The consequences? According to the “Away For The Day” initiative Ruston developed with the team behind “Screenagers” to try to institute policies requiring phones to be put away, 56 percent of middle schools allow students to carry phones on them all day, yet 82 percent of parents don’t want their kids using phones there.
The Away For The Day website cites various academic studies that point to potential negative outcomes of classroom phone use. In one such study, 75 percent of teachers reported that the attention spans of students have decreased. In another study, students regularly interrupted by text messages had test scores that were 10.6 percent lower.
Ruston believes that putting the phones away can improve a child’s emotional well-being in school and help with their focus in and out of the classroom.
And while she recognizes that a teacher might ask a kid to pull out a phone during a given lesson, “to do X, Y, Z … the reality is that many of these kids now on their personal device have gotten so many notifications that they’re actually not going to whatever the teacher is saying they should be doing, but instead sending and receiving messages or going onto their video games.”
“You’re already going to have those struggles with (school supplied) educational devices,” Ruston adds, “but it gets exponentially more challenging when it’s a personal device.”
Even if a device on a student’s desk is turned off, the worry is that it still becomes a distraction.
Ruston also dismisses the safety argument.
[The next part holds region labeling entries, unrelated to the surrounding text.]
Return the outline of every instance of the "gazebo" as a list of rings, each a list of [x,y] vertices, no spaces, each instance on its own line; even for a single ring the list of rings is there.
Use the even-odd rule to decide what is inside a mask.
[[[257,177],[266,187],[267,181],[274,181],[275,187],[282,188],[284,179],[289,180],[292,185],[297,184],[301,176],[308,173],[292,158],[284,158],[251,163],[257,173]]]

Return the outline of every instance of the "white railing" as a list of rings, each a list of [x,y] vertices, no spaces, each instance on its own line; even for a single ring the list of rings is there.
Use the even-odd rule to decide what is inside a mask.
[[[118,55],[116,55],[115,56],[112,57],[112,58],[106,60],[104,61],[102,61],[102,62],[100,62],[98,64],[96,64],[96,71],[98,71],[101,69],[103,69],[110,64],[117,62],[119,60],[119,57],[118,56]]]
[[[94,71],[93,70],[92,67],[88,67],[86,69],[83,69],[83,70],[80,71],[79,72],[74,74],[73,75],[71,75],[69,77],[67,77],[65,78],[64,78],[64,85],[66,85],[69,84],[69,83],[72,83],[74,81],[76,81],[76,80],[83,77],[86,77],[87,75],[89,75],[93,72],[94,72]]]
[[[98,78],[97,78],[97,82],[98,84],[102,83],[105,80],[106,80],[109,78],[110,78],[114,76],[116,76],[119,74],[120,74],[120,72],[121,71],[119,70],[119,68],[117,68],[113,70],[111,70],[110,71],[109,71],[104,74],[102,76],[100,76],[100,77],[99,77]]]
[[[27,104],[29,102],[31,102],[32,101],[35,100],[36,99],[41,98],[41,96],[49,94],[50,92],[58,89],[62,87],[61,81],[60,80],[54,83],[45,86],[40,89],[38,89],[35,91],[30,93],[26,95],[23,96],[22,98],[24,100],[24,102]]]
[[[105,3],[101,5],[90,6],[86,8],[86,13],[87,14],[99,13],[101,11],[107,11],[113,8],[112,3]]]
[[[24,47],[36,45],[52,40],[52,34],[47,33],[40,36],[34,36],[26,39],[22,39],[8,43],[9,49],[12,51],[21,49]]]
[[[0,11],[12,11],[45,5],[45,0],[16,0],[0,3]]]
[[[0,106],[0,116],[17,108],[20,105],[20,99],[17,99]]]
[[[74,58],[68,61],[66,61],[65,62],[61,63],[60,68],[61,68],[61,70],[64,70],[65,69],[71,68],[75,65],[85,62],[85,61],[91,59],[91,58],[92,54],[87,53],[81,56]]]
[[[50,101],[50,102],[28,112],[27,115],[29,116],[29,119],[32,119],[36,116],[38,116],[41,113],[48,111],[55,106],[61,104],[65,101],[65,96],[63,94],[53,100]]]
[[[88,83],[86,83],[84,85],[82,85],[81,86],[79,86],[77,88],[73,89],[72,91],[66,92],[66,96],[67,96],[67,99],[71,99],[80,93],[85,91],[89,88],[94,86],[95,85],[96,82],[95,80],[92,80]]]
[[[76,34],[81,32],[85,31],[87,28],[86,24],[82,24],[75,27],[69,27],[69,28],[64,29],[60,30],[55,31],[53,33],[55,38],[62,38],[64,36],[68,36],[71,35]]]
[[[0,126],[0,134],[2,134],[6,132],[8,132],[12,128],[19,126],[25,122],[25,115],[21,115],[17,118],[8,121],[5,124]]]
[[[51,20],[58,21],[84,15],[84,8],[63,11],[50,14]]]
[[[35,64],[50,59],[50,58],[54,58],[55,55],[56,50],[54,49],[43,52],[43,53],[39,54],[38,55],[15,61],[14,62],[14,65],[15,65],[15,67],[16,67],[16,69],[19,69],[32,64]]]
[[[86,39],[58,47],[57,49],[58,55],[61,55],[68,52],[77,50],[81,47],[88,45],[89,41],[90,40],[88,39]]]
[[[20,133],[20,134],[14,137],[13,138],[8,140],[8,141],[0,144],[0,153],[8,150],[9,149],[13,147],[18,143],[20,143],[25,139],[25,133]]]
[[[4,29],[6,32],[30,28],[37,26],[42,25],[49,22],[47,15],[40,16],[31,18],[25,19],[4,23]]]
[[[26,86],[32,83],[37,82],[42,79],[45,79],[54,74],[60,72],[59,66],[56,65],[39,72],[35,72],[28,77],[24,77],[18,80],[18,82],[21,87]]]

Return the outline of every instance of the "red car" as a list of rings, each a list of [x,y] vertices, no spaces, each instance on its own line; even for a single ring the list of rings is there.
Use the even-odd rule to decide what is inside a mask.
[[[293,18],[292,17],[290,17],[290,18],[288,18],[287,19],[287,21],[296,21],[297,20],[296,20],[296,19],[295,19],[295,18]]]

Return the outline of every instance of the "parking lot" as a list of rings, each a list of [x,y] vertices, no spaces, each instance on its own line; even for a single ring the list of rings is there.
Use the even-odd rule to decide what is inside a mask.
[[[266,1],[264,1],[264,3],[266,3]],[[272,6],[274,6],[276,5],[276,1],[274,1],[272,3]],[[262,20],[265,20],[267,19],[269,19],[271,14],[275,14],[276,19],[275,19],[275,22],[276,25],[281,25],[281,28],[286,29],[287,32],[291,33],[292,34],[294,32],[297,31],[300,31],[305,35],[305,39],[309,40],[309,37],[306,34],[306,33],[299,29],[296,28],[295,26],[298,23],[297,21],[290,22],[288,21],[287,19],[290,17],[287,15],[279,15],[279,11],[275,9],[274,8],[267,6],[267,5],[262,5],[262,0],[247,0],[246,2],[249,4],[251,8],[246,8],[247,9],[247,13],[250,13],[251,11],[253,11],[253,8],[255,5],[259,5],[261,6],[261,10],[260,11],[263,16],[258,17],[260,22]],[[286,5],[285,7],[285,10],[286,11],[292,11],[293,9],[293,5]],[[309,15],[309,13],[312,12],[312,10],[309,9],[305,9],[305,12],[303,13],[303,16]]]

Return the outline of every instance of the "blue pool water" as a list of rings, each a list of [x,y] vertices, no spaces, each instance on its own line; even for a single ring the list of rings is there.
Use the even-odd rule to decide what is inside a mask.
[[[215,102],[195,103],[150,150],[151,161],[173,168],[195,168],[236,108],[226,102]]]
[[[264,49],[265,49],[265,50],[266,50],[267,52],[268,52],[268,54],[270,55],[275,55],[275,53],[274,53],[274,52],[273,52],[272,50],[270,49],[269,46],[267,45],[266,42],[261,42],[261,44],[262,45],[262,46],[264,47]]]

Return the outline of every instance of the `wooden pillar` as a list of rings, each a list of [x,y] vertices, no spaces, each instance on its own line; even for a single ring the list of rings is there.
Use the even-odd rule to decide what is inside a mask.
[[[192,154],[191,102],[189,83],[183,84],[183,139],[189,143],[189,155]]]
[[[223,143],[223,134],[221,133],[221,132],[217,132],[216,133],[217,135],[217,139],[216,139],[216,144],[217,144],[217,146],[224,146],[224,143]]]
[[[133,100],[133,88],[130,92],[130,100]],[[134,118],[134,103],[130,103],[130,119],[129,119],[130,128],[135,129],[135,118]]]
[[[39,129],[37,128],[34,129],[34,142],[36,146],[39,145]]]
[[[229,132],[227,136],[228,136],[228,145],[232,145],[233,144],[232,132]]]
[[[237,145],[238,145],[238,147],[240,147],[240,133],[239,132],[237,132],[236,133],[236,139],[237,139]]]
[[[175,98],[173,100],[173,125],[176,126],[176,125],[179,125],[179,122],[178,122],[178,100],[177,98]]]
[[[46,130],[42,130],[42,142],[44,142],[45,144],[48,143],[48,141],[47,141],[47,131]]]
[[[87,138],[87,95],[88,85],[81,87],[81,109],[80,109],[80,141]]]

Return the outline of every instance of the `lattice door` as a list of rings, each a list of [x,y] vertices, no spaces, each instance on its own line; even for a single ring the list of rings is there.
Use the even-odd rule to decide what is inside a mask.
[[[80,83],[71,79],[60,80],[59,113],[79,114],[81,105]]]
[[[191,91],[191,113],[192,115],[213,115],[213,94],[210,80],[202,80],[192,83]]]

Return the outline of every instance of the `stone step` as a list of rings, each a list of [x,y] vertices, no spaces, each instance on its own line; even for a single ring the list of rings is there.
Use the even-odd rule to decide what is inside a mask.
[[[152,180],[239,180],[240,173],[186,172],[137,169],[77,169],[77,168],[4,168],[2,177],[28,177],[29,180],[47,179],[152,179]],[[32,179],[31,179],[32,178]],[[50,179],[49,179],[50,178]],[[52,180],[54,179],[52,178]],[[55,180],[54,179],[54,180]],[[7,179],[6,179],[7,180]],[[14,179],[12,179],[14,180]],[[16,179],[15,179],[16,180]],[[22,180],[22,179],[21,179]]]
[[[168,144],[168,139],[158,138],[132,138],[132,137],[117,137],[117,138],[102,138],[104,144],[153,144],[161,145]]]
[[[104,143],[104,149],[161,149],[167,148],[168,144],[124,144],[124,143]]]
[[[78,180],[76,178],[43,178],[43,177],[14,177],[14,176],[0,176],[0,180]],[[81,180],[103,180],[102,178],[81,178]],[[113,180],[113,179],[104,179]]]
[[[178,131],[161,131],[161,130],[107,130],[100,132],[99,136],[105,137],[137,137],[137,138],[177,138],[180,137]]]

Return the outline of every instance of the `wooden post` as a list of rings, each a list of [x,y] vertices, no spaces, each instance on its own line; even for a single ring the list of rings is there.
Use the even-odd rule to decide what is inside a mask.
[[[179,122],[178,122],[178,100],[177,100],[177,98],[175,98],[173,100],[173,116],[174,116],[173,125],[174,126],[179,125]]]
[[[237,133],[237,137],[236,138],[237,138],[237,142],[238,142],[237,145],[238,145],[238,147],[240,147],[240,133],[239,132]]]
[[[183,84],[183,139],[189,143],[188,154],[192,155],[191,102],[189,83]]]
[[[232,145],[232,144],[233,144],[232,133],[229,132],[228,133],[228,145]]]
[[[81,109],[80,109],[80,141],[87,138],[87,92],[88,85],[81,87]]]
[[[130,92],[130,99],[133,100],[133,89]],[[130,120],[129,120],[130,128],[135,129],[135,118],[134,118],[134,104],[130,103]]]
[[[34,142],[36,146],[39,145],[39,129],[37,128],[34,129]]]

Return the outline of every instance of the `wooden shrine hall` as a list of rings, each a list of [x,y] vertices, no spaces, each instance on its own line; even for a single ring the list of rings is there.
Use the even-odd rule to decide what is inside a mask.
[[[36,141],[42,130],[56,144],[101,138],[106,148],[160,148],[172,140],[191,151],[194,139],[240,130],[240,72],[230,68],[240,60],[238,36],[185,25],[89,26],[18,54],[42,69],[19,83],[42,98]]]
She pointed to an NPR report in which security experts have said that letting a kid have a phone in the classroom during a lockdown makes them less safe, not more. When students should be quiet, for example, a ringing or vibrating phone might alert an assailant where kids are hiding. Parents trying to reach youngsters in an emergency might jam communications and interfere with first responders. And the kids might miss instructions from the authorities.
But Ruston concedes that “that’s not to say there’s not an emotional upside for a parent.”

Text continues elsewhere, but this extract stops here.